Israele uccide altri sei giornalisti

Scritto da in data Agosto 12, 2025

Con i giubbotti PRESS ancora addosso, sei giornalisti palestinesi sono stati sepolti lunedì a Gaza.

Erano Anas al-Sharif, volto noto e voce coraggiosa di Al Jazeera; Mohammed Qreiqeh, corrispondente; i cameraman Ibrahim Zaher e Moamen Aliwa; l’assistente Mohammed Noufal e il freelance Mohammed al-Khalidi.

Sono morti in un attacco mirato dell’esercito israeliano contro una tenda stampa fuori dall’ospedale al-Shifa, a Gaza City.
Con loro se ne va un altro pezzo di verità: in meno di due anni di guerra, almeno 269 giornalisti sono stati uccisi a Gaza, 238 dei quali palestinesi.

L’attacco al cuore dell’informazione

Era notte fonda quando il drone israeliano ha colpito. La tenda era un punto di riferimento per i reporter locali, un rifugio precario tra un servizio e l’altro.

Chi è accorso dopo ha trovato un tappeto di macerie: giubbotti antiproiettile anneriti, macchine fotografiche sventrate, taccuini bruciati. E corpi mutilati, resi irriconoscibili dalla violenza dell’esplosione.

Medhat al-Sawalha, collega e amico, ricorda di aver sollevato con le proprie mani il corpo senza vita di al-Sharif. Accanto, un altro corpo, senza testa.

“Più che colleghi, eravamo una famiglia”

In questi due anni di guerra, i giornalisti di Gaza hanno condiviso molto più che il lavoro: hanno dormito nello stesso spazio, diviso il cibo, sostenuto l’uno l’altro quando la paura sembrava insopportabile.

Sharif, sempre pronto a strappare un sorriso, scherzava con i colleghi: “Se dobbiamo morire, moriremo insieme.”
Non era solo ironia: era il patto silenzioso di chi sa di essere costantemente nel mirino.

Le accuse e la macchina della delegittimazione

Poche ore dopo l’attacco, l’esercito israeliano ha accusato al-Sharif di essere “a capo di una cellula terroristica di Hamas”. Nessuna prova fornita. Ma perfino alcuni giornalisti italiani, ma non solo, hanno diffusa la propaganda.

Non è la prima volta: lo stesso schema è stato usato per giustificare altri omicidi mirati di giornalisti, accuse respinte con forza da Al Jazeera e condannate dal Committee to Protect Journalists, che parla di “tentativi sistematici di screditare la stampa palestinese”.

Un’ondata di condanne

La reazione è stata immediata:

  • ONU: il Segretario generale Guterres ha chiesto un’indagine indipendente, ricordando che “i giornalisti devono essere rispettati e protetti”.

  • Unione Europea: la commissaria Kaja Kallas ha sottolineato la necessità di prove chiare per evitare il targeting di giornalisti.

  • Qatar e Iran: accuse a Israele di “omicidio deliberato” e di “genocidio sotto gli occhi del mondo”.

  • RSF: parla di “omicidio riconosciuto” dall’esercito israeliano, che ammette di aver colpito la tenda.

  • Amnesty International e Human Rights Watch: definiscono l’attacco un crimine di guerra e ricordano che Sharif aveva dedicato la vita a documentare atrocità e carestia sotto assedio.

Gaza, dove raccontare è morire

Dall’inizio della guerra, Israele ha chiuso l’accesso ai giornalisti internazionali.
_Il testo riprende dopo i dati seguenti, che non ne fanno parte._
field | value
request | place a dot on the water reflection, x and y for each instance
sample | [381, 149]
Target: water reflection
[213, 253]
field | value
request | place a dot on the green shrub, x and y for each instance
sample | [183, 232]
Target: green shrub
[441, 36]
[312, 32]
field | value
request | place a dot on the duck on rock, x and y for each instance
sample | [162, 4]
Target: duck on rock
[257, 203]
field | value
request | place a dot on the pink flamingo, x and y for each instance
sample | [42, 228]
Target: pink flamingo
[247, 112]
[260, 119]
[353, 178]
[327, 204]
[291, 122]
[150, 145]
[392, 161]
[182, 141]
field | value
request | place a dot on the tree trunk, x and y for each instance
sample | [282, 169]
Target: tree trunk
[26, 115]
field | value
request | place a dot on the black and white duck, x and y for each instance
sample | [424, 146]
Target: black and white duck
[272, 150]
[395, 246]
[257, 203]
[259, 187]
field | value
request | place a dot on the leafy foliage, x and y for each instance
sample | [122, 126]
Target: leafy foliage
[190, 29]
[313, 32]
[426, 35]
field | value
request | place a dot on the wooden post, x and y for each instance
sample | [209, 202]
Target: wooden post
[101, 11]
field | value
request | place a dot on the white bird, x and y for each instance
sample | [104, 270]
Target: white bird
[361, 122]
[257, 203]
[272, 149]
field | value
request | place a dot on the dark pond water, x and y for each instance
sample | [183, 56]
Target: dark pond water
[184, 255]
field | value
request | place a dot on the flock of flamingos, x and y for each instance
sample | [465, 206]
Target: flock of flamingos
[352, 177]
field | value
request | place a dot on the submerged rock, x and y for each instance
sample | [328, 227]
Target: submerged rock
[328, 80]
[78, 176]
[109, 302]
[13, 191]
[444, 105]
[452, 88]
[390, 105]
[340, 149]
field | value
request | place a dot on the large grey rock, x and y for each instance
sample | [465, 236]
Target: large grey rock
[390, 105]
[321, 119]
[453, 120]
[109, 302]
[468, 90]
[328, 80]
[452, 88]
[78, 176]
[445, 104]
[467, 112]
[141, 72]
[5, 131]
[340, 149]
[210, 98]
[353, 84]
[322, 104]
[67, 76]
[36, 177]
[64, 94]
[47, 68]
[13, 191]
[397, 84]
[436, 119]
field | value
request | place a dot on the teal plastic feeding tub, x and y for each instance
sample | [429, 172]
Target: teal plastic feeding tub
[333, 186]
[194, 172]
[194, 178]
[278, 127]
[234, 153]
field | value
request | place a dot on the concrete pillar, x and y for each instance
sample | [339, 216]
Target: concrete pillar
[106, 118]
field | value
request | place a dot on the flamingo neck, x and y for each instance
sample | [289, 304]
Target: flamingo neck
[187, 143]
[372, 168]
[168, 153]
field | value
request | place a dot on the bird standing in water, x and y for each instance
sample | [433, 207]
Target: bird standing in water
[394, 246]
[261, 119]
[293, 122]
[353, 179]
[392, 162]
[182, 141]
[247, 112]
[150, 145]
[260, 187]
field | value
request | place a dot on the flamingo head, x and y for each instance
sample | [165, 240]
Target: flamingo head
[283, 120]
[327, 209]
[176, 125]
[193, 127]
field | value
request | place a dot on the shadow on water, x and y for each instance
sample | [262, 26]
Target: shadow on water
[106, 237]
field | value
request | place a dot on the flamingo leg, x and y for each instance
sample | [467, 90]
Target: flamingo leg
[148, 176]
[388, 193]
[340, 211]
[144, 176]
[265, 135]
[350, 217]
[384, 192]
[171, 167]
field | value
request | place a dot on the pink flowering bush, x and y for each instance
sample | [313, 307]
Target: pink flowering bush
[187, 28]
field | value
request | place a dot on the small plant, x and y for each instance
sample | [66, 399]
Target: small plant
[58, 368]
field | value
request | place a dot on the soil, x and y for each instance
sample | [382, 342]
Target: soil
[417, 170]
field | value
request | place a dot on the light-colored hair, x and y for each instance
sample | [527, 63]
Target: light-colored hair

Chi racconta Gaza sono i reporter palestinesi: senza protezione, senza garanzie, e con la certezza che la telecamera o il microfono non li salveranno da un missile.
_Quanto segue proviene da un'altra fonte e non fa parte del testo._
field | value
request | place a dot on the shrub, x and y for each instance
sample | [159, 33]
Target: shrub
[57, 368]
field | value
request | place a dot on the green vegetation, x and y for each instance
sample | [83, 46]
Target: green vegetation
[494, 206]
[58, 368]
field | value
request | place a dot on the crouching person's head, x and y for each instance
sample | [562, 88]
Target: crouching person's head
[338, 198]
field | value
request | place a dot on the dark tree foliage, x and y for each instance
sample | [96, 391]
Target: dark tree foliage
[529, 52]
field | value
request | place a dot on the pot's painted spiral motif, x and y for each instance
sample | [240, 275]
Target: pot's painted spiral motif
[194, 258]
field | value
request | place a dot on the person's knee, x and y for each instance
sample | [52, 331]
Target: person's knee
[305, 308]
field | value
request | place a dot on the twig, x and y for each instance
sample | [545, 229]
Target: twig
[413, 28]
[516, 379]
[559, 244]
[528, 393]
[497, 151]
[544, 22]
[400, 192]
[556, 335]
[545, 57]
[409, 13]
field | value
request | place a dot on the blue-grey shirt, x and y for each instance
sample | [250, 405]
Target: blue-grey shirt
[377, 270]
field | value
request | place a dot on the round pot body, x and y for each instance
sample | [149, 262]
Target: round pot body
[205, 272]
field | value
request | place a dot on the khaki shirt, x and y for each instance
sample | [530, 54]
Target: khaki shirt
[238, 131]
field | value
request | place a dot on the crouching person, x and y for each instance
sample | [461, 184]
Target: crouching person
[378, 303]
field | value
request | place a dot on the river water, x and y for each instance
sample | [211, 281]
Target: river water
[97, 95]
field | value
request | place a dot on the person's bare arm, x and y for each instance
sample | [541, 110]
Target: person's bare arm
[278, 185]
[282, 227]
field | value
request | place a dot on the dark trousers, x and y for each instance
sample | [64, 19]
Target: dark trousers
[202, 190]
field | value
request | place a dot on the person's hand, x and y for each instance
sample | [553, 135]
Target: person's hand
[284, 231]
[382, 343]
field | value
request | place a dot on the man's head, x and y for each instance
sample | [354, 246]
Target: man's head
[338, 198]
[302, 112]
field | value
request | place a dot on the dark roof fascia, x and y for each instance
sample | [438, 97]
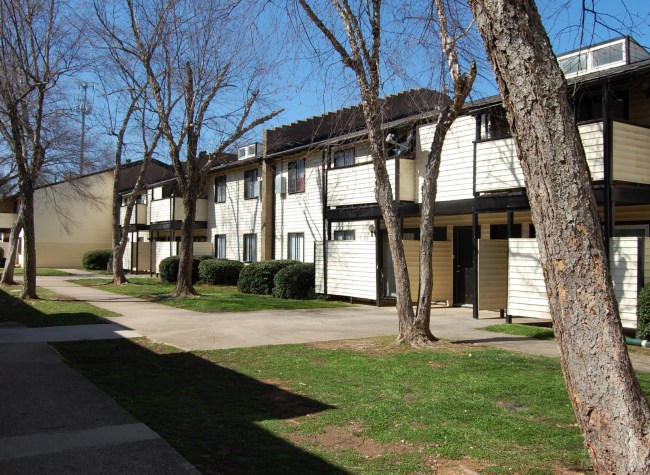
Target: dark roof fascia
[353, 136]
Molti non dormono più nelle loro case, per paura di mettere in pericolo le famiglie. Lavorano e vivono in tende improvvisate, in ospedali o cortili distrutti, sapendo che ogni diretta, ogni post, ogni fotografia può essere l’ultima.
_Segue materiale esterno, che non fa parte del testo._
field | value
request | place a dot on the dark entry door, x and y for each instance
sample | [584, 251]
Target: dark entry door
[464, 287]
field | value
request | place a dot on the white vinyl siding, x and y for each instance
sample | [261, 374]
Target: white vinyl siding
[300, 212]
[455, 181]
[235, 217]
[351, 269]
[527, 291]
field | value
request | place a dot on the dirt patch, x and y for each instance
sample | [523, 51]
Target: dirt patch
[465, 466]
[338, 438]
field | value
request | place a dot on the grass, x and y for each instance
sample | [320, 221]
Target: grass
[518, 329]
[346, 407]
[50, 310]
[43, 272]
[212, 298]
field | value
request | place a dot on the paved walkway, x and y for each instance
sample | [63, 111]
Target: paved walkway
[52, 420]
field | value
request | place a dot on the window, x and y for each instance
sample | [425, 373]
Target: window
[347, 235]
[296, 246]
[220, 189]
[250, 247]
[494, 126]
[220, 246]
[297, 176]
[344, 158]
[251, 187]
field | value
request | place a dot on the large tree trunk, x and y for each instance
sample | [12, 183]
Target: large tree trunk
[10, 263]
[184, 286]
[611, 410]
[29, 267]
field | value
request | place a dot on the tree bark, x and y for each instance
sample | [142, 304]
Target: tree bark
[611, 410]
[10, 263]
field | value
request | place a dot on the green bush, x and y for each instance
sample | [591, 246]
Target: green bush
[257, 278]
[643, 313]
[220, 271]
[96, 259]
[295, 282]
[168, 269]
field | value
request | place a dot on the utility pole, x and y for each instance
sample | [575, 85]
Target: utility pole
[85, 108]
Un silenzio che si vuole imporre

Ogni giornalista ucciso è una voce in meno, un testimone che non potrà più raccontare. Per i colleghi, per chi resta, la domanda è sempre la stessa: “Dobbiamo continuare o fermarci? E se smettiamo, chi racconterà?”.

Le organizzazioni per la libertà di stampa avvertono: senza un’a

zione decisa della comunità internazionale, le uccisioni continueranno, e con esse il buio informativo.
Ma finché ci sarà anche un solo reporter con una penna, una videocamera o un telefono, Gaza avrà chi, a costo della vita, si rifiuta di tacere.

E tutti i giornalisti internazionali indipendenti e senza padroni, che continueranno il loro lavoro.